The coaches/managers must “Create Clarity, Generate Energy, Deliver Success”.
A culture of transformation ensued:
- This brought in a lot of cultural transformation. For everything that is done this is a story that is shared with customers. From the digital transformation that was talked about, the first pillar while discussing digital transformation is People Centricity, the investment in people.
- Coaching later expanded to customers and partners. In the era of the internet world, everyone has access to information. How could the organization, on meeting the customers and partners, create the trust to attract more of them.
- Drawing inspiration outside-in. Instead of speaking, a habit of listening has to be inculcated.

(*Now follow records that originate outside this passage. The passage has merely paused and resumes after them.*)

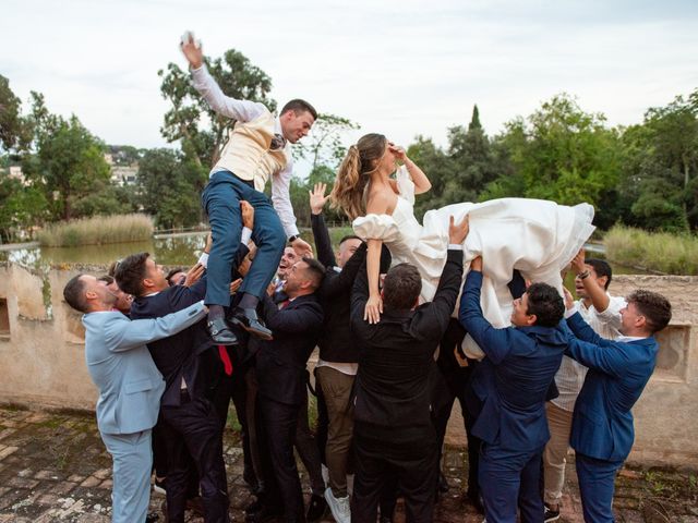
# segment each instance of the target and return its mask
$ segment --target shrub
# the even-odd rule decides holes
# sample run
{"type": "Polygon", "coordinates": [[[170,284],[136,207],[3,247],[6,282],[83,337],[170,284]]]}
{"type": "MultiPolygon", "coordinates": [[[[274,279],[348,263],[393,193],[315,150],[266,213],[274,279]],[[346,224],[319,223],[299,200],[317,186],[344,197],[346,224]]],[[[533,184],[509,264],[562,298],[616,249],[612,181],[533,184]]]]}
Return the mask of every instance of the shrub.
{"type": "Polygon", "coordinates": [[[145,215],[94,216],[51,223],[38,233],[39,243],[48,247],[103,245],[140,242],[153,235],[153,220],[145,215]]]}
{"type": "Polygon", "coordinates": [[[606,257],[669,275],[698,275],[698,236],[615,226],[604,236],[606,257]]]}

- Thinking about the smallest executable step that should be taken for the next two weeks and as well for a measurable period of time, shows success.
- Placing many bets and trying many ideas. Sathya Nadella says, “Everyone bets on a lot of ideas. Some make it, some don’t. It’s the law of averages and one who makes it, really count”.

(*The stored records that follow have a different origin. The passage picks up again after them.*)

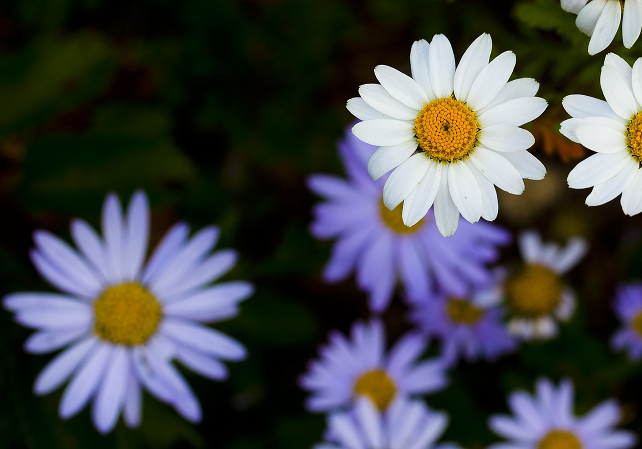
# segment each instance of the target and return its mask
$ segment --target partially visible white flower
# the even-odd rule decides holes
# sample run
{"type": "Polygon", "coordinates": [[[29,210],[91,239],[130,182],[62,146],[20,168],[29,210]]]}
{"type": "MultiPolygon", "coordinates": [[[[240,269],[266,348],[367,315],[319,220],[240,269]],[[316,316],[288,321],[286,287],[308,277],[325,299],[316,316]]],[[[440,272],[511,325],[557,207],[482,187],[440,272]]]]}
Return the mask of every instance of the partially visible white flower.
{"type": "Polygon", "coordinates": [[[621,194],[622,210],[634,216],[642,212],[642,58],[632,69],[609,53],[600,83],[606,101],[585,95],[562,101],[573,118],[562,122],[560,131],[596,153],[578,164],[567,181],[572,189],[593,187],[586,197],[589,206],[621,194]]]}
{"type": "Polygon", "coordinates": [[[35,232],[31,260],[63,292],[4,298],[16,321],[37,330],[25,342],[27,352],[65,348],[39,375],[34,392],[48,393],[71,378],[60,417],[73,416],[93,399],[93,421],[102,433],[114,428],[121,412],[127,425],[139,425],[143,388],[198,421],[198,400],[172,362],[222,380],[227,369],[221,360],[245,357],[240,343],[201,324],[234,316],[238,303],[252,292],[247,282],[210,285],[234,265],[236,253],[210,254],[216,228],[188,238],[189,228],[178,223],[144,264],[149,207],[142,192],[124,216],[117,198],[108,195],[102,225],[101,239],[85,221],[72,222],[78,250],[48,232],[35,232]]]}
{"type": "Polygon", "coordinates": [[[622,40],[630,48],[642,30],[642,0],[562,0],[564,11],[577,14],[575,24],[589,36],[589,55],[599,53],[613,40],[620,19],[622,40]]]}
{"type": "Polygon", "coordinates": [[[379,148],[368,161],[377,180],[394,169],[383,188],[383,202],[411,226],[434,204],[440,232],[452,235],[459,214],[474,223],[497,217],[495,185],[520,194],[523,178],[539,180],[546,169],[528,152],[532,135],[519,126],[539,117],[546,101],[535,97],[531,78],[508,81],[512,51],[489,62],[492,42],[483,34],[455,67],[448,39],[415,42],[412,77],[387,65],[374,74],[381,84],[360,87],[347,108],[363,121],[352,128],[360,139],[379,148]],[[417,149],[419,149],[419,151],[417,149]]]}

- Driving Creativity and Innovation at all levels. This pertains to who people become in the way of taking up the entire journey. They become more inclusive.
I was impressed by the vision Microsoft had to embed coaching as a part of the culture. Their program titled “Super Coach Training” paves the way for this grand vision. The motive was to have a definite number of Super coaches in Microsoft worldwide who in turn would become coaches internally and ensure that they help others who like to step into the Coaching arena. Such a supportive, involving, and the progressive system is in place to put Coaching first in an organization.
Lessons from the Journey
The journey of transformation looks beautiful and inspiring but what are the toughest challenges, failures, and learnings?

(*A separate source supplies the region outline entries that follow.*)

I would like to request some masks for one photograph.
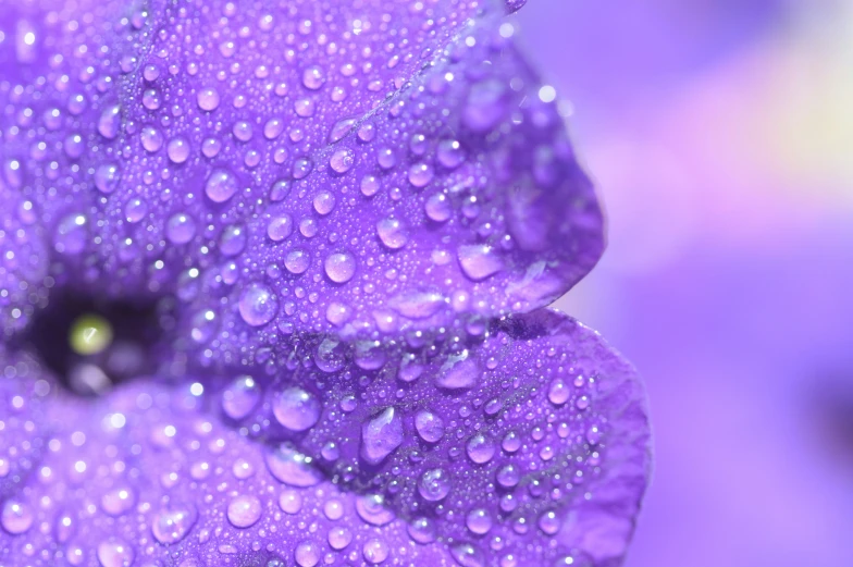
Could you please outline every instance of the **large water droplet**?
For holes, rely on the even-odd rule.
[[[205,194],[213,202],[225,202],[237,193],[237,180],[231,172],[217,170],[205,183]]]
[[[198,91],[196,100],[201,110],[217,110],[219,107],[219,93],[213,87],[202,88]]]
[[[430,502],[438,502],[450,492],[450,477],[444,469],[429,469],[421,474],[418,493]]]
[[[286,444],[267,453],[267,467],[273,477],[292,486],[313,486],[322,480],[311,466],[311,458]]]
[[[238,304],[240,317],[252,326],[261,326],[279,312],[279,300],[267,285],[252,282],[243,289]]]
[[[478,465],[489,463],[495,456],[495,444],[487,436],[478,433],[468,441],[466,451],[471,460]]]
[[[235,528],[245,529],[254,526],[260,518],[261,501],[251,494],[242,494],[228,503],[228,521]]]
[[[436,443],[444,436],[444,420],[432,411],[421,409],[415,415],[415,429],[423,441]]]
[[[186,244],[196,235],[196,220],[185,212],[176,212],[169,218],[165,236],[172,244]]]
[[[323,263],[325,274],[335,283],[346,283],[356,273],[356,258],[349,252],[335,252]]]
[[[408,231],[397,219],[382,219],[376,223],[376,234],[382,244],[397,250],[403,248],[409,239]]]
[[[272,411],[275,420],[290,431],[305,431],[320,419],[322,407],[316,396],[290,386],[275,394]]]
[[[133,564],[134,551],[123,540],[107,540],[98,545],[98,560],[102,567],[128,567]]]
[[[459,390],[473,387],[482,371],[473,357],[469,356],[468,350],[462,350],[458,355],[447,357],[447,360],[438,370],[435,383],[448,390]]]
[[[371,465],[382,463],[403,443],[403,420],[386,408],[361,427],[361,458]]]
[[[372,526],[384,526],[397,516],[385,506],[382,494],[364,494],[356,498],[356,513],[366,522]]]
[[[222,409],[232,419],[243,419],[255,409],[261,398],[258,383],[250,375],[236,378],[222,392]]]
[[[151,533],[160,543],[176,543],[186,537],[197,517],[196,508],[191,504],[171,503],[168,508],[154,515]]]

We need to be patient and tolerant of failure. When one is changing the culture towards becoming a coach, managers are still in the dilemma – how to manage a business and hire to ensure coaching drives business. Nobody can be successful on the first go. Leaders must walk the entire journey with them is critically important. They must share their stories of failure and help in setting realistic, timely goals and milestones to measure success.
Which is better for the organization – In-house coaching or external?
Miss Irina says, at Microsoft, they adopt both. In-house coaches have perspectives, based on the development that coaching demands. Also, it is important to have an external coach, because they can identify the blind spots with a neutral perspective. In addition to Irina, Madhuri feels the decision is dependent on the situation.
What is the starting point for coaching?
Miss Madhuri feels coaching is learning for herself; after coaching someone she always walks back with new insights. That is why she motivates all to be coaches. However, for one to be a coach, he/she needs certain experience and expertise. She has set a standard for promotion, which depends on the number of people they have mentored or coached within the organization. Coaching is beyond a leadership activity, anybody can be a coach. If someone has the skill to offer, he/she can share it and help others rise.